The booking system can be of great help here. Due to the large number of visitors, the Auschwitz-Birkenau Memorial was obliged to create such a system. Over the last decade or so, the number of visitors has increased four times, exceeding two million people a year. For the safety of both the monuments and the visitors, as well as for their basic comfort, there is an hourly maximum limit of a thousand people. Therefore, it was necessary to create a booking system, as in cinemas, concert halls or trains; even though entrance itself is free, booking a ticket has become a necessity. This allowed us to completely change the analysis of attendance both in terms of numbers (the reporting is basically done at an hourly rate) and the composition of visitors – their country of origin, language, whether they come alone or as part of a group, repeat visits by a given tourist service company, school, teacher, organisation, association…
The system is still far from perfect, that is for sure. We are continuing to work on making it more tight and efficient, but the 2018 reports were the first ever to include the exact number of people of uncertain origin. For the first time!
The analysis of this knowledge allows us to see the trends; it provides us with obtain socio-economic data on our visitors and establishes where they come from. This information can show us which languages our tour guides need (although Auschwitz already offers tours in 22 languages) and which languages our main publications should use. It also indicates which countries or diplomats we need to work with more, and how we should improve our cooperation with the media or local governments.

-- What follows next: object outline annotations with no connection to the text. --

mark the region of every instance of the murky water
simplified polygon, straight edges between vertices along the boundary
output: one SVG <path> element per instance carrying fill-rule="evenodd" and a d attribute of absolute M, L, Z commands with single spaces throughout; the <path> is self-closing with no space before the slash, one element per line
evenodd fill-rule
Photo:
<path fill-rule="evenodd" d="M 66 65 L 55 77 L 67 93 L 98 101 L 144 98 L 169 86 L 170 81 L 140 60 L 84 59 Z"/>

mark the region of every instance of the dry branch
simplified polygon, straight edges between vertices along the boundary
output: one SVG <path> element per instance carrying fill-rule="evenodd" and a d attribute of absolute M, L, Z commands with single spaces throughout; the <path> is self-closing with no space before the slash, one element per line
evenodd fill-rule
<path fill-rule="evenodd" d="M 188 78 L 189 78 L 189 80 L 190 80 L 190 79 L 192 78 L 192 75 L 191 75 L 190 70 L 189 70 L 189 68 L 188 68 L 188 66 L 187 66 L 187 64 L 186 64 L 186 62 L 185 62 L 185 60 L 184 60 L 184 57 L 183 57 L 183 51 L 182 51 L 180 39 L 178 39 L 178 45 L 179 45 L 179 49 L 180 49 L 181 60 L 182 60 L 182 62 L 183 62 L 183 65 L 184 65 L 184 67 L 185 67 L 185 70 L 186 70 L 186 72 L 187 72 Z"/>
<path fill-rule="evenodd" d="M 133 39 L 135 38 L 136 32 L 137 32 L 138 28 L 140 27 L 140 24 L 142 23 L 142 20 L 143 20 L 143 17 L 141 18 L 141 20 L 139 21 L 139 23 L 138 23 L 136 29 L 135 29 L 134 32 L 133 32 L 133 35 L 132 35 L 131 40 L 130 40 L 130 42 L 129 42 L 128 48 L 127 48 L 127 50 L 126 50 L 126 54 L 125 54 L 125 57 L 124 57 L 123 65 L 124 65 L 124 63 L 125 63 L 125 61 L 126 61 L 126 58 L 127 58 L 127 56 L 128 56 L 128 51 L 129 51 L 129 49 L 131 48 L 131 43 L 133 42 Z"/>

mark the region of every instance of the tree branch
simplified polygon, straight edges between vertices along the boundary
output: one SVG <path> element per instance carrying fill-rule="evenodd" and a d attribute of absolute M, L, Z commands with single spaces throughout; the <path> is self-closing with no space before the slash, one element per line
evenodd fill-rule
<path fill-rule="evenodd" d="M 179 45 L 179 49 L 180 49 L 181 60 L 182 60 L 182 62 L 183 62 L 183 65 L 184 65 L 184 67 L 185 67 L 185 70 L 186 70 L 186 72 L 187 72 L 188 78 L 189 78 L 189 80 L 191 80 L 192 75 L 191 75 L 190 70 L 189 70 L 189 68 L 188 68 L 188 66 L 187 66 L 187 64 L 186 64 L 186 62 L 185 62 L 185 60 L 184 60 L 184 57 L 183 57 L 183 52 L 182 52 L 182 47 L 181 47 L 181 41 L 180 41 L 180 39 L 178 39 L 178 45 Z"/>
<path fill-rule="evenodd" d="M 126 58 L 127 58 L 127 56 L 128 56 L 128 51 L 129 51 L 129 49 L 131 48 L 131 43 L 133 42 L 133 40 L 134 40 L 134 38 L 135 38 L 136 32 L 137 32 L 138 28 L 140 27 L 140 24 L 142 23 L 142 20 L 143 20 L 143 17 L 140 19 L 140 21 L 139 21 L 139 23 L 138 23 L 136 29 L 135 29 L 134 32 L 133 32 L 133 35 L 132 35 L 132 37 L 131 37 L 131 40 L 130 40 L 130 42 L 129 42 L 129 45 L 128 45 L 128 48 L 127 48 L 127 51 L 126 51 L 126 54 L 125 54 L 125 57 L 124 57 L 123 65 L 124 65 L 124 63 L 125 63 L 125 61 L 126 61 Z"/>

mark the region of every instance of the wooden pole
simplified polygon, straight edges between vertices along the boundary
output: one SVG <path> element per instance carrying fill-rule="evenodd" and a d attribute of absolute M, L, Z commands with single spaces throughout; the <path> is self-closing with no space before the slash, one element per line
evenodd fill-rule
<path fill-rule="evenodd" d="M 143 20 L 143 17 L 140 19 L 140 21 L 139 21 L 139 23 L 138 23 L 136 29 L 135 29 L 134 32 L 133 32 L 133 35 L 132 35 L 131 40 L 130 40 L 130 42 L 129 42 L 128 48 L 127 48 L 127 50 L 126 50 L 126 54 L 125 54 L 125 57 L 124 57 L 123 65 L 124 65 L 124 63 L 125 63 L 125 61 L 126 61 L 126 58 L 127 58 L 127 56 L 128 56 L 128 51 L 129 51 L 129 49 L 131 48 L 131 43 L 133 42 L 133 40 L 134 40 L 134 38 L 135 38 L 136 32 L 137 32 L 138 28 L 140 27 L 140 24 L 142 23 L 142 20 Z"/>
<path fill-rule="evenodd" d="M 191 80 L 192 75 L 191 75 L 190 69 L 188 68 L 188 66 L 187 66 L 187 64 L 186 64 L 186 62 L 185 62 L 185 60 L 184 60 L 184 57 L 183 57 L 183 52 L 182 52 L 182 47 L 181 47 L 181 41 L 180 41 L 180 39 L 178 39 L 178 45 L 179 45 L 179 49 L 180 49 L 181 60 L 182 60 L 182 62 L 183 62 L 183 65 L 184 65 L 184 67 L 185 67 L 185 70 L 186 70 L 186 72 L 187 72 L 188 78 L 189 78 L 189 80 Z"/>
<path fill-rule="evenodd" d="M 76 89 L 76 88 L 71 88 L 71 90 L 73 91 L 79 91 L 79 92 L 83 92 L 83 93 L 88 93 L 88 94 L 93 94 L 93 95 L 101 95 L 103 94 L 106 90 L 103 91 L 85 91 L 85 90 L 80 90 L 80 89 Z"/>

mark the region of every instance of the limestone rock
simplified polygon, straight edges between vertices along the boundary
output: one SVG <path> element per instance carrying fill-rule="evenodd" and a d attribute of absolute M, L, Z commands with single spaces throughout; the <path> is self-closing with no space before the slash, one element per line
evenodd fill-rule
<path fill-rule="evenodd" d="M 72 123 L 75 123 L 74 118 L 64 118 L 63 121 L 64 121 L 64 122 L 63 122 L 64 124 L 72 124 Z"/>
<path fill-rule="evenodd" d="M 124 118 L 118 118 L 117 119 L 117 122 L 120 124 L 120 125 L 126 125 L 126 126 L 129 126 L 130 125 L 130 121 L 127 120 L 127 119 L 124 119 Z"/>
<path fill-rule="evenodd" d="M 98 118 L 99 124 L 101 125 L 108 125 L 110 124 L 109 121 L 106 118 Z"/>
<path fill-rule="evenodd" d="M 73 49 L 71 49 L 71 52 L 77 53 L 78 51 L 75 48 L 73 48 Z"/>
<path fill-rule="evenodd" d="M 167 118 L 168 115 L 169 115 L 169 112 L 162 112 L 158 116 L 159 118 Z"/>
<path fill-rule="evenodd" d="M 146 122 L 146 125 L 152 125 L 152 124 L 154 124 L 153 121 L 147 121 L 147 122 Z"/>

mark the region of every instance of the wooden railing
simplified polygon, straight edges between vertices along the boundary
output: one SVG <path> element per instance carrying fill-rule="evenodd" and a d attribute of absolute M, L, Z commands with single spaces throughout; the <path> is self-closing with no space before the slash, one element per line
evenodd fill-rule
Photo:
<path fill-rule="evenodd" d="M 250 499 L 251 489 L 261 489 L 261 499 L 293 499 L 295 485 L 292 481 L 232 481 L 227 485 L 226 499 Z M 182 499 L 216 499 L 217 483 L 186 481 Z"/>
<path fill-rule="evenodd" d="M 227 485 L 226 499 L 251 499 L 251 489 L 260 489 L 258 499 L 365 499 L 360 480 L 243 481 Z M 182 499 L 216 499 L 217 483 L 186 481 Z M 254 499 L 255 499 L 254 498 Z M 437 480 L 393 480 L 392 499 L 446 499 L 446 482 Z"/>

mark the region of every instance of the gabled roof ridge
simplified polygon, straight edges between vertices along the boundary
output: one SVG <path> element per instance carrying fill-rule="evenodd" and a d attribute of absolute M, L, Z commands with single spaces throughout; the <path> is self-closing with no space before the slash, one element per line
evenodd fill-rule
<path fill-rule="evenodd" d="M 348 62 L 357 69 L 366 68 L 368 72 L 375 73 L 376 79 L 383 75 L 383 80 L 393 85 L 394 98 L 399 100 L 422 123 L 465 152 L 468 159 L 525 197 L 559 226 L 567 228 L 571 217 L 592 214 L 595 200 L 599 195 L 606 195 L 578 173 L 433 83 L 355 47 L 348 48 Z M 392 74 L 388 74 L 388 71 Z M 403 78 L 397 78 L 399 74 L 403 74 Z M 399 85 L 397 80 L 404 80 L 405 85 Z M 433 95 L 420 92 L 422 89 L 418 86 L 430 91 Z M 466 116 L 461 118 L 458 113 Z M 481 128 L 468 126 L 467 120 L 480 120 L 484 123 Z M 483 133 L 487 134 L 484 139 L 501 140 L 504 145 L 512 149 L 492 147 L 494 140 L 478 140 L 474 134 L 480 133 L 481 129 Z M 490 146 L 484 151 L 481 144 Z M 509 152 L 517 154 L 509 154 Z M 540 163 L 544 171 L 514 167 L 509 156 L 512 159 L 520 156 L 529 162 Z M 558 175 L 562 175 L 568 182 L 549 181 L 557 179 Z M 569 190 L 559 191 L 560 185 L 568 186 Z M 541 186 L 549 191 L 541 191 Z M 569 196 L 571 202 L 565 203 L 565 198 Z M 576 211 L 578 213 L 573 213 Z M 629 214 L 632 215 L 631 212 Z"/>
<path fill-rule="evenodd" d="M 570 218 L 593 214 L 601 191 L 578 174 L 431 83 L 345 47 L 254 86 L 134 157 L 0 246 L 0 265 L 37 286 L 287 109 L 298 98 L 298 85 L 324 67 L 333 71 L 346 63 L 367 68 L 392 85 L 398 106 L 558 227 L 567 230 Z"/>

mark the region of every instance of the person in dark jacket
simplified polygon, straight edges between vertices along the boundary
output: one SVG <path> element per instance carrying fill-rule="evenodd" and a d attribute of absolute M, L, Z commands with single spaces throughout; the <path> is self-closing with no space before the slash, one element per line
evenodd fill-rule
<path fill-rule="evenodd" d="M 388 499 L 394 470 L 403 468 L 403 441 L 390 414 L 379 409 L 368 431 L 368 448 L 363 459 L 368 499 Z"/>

These seem to be obvious solutions for products of all kinds, so why should we think that this analysis is inappropriate in a Memorial Site? That it might appear to be too ‘market-oriented’? You couldn’t be more wrong! This focus is an integral part of paying attention to remembrance. If we want to know the current state of this remembrance, who needs it, and who still thinks they don’t need it that much; if we want to know what we should do to keep it alive, and last but not least, if we want to prepare the suitable tools, then there is no other way but to monitor the attendance wisely and carefully. And we must remember that when we see people coming in, it is our special task to think about those who are absent for whatever reason. It is this endeavour that directly sets the trends for our daily activities.
Understanding the situation of modern memory and the challenges facing it is one of the foundations for building the memory of tomorrow.